Alarm at hate crimes targeting Asian Americans in US

Stress-induced illnesses are often attributed to overwork. Photo: Shutterstock.

WASHINGTON D.C., Feb 13, 2021, ST. Authorities in Alameda County, California have created a special response unit focused on crimes against Asians, particularly older Asians. The move on Monday (Feb 8) came after a string of violent assaults on Asian Americans, including one in Oakland, California in which a young man violently pushed a 91-year-old Asian man to the ground, The Straits Times reported.

The video has sent a chill through the Asian American community. Two more Asian Americans – a 60-year-old man and a 55-year-old woman – were also “victimised” that same day on Jan 31 and had to be taken to hospital, the San Francisco Chronicle reported.

A 28-year-old African American has been arrested. He is a suspect in all three cases.

The incidents came just days after Vicha Ratanapakdee, an 84-year-old Thai man, died after he was similarly attacked while out on a morning walk in his San Francisco neighbourhood on Jan 28.

A 19-year-old man has been arrested on suspicion of murder and elder abuse in that case, and is being held without bail.

At a press conference on Monday in Oakland’s Chinatown, Alameda County District Attorney Nancy O’Malley, announcing the task force, said: “The rapid increase in criminal acts targeted against members of the Asian community, particularly Chinese Americans, who live and work in Alameda County is intolerable.”

This week the Committee of 100, an influential non-partisan group of prominent Chinese Americans in business, government, academia, and the arts, released a White Paper commissioned from the Economist Intelligence Unit, on the contribution of Chinese Americans to the United States.

The release was in response to increased anti-China sentiment in “an age inflamed with resurgent racism, and with geopolitical tension reversing decades of fruitful exchange with China”.

“The US has reached a moment when it is critical to examine how diversity has benefited the society and how minority groups such as Chinese Americans have, over time, become identified with the country itself,” the report says.

“An awareness of the contribution of immigrant groups – and the damaging misperceptions that exist alongside this – can ensure a future of co-operation, mutual appreciation and respect.”

Chinese Americans contributed over US$300 billion ($373 billion) to US gross domestic product (GDP) in 2019 through consumer spending, supporting three million jobs, the report says.

“There are over 160,000 Chinese American-owned businesses in the US, generating approximately US$240 billion in revenue and supporting 1.3 million jobs as of 2017,” it adds.

In August 2020 the United Nations Special Rapporteur on contemporary forms of racism, racial discrimination, xenophobia and related intolerance, in a note on the United States wrote: “Racially motivated violence and other incidents against Asian Americans have reached an alarming level across the United States since the outbreak of Covid-19.”

“Chinese Americans and other Asian Americans, including Korean, Japanese, Vietnamese, Filipino, and Burmese descent, among others, have been subject to racist, xenophobic attacks,” the paper warned.

“Reportedly, victims experienced being spat on, blocked from public transportation, discriminated against in workplaces, shunned, beaten, stabbed, and insulted as transmitters of the coronavirus.

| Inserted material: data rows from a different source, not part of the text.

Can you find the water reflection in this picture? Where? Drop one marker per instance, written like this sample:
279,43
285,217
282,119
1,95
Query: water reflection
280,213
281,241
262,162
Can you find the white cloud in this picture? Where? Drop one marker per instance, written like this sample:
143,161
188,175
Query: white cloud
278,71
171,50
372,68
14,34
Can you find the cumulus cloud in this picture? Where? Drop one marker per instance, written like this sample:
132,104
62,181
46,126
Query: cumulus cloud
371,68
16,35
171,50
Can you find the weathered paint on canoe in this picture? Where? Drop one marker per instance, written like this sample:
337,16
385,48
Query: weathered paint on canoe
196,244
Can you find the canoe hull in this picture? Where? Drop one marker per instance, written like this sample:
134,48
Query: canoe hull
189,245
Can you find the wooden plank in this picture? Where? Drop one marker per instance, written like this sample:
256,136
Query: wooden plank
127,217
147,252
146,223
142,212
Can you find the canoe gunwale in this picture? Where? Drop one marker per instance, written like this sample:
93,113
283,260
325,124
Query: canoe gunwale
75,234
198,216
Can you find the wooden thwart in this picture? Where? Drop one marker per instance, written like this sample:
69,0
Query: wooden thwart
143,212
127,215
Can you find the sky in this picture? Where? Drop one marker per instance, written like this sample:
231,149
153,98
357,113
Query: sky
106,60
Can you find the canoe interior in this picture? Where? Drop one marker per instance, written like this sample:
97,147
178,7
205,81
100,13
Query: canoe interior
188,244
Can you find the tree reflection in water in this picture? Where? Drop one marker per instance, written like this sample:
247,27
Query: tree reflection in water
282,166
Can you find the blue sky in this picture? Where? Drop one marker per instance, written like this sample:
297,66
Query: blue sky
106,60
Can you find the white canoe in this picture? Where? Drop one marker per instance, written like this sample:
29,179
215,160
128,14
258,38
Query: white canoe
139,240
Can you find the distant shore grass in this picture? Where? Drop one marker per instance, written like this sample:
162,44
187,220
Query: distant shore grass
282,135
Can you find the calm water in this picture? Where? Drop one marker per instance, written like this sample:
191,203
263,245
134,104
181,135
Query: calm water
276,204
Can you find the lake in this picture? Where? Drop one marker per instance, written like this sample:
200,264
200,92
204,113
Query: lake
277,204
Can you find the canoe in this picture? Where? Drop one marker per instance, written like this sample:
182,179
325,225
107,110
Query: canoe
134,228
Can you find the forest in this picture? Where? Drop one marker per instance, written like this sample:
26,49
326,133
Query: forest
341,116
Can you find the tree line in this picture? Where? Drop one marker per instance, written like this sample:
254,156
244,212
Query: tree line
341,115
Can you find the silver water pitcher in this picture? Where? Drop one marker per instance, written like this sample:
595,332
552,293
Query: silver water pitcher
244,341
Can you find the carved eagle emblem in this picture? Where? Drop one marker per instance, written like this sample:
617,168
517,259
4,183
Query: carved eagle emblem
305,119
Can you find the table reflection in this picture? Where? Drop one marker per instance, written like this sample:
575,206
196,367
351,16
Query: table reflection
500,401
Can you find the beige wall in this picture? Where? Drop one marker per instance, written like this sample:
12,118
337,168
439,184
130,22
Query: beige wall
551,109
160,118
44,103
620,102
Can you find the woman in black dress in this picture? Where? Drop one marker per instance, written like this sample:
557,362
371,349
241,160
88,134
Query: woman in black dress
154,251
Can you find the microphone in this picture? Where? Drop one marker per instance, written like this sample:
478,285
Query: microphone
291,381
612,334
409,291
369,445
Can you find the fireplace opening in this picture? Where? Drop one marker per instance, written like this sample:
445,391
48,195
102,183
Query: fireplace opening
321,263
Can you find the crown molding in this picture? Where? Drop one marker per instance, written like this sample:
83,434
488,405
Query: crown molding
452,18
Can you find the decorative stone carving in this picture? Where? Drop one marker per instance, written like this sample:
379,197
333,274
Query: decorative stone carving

Women were reportedly harassed more than twice than men.”

The Jan 6 storming of the Capitol demonstrated the danger of anti-Chinese sentiment amplified to deafening levels by right wing media.

Take Larry R. Brock, a retired Air Force lieutenant colonel photographed carrying zip-tie handcuffs on the Senate floor during the insurrection by hundreds of Donald Trump supporters.

A week before he wrote on Facebook that he saw no distinction among the Democrats, the Biden administration and “an invading force of Chinese communists”.

On Jan 27, amid the documented rise in hate crimes and harassment, President Joe Biden signed an executive action directing federal agencies to combat xenophobia.

“Today, I’m directing federal agencies to combat the resurgence of xenophobia, particularly against Asian Americans and Pacific Islanders, that we’ve seen skyrocket during this pandemic. This is unacceptable and it’s un-American,” the President said.

Although the Committee of 100 welcomed the statement, they still feel more is needed. Hence, the White Paper.

“Last year, we saw almost 3,000 documented cases of anti-Chinese and anti-Asian incidents,” San Francisco-based Zhengyu Huang, President of the Committee of 100, told The Straits Times.

“We knew we had to speak up forcefully, because racism and discrimination are unfortunate negative aspects of society.”

“I think this is the right time, because despite 175 years of contribution, we still suffer from the perpetual foreigner stereotype, and that stereotype has been exacerbated by two seismic trends – increasing tension and competition between the US and China, and Covid, which creates a lot of fear and distrust amongst the general population.”

But he added: “What makes America special is it always tries to do better, always tries to become a better version of itself.”

“This we believe is a long process, perhaps a long overdue process, and perhaps a process that is not separate to Chinese Americans and Asian Americans, but integral to big conversations around systemic biases, inequality and justice in America.”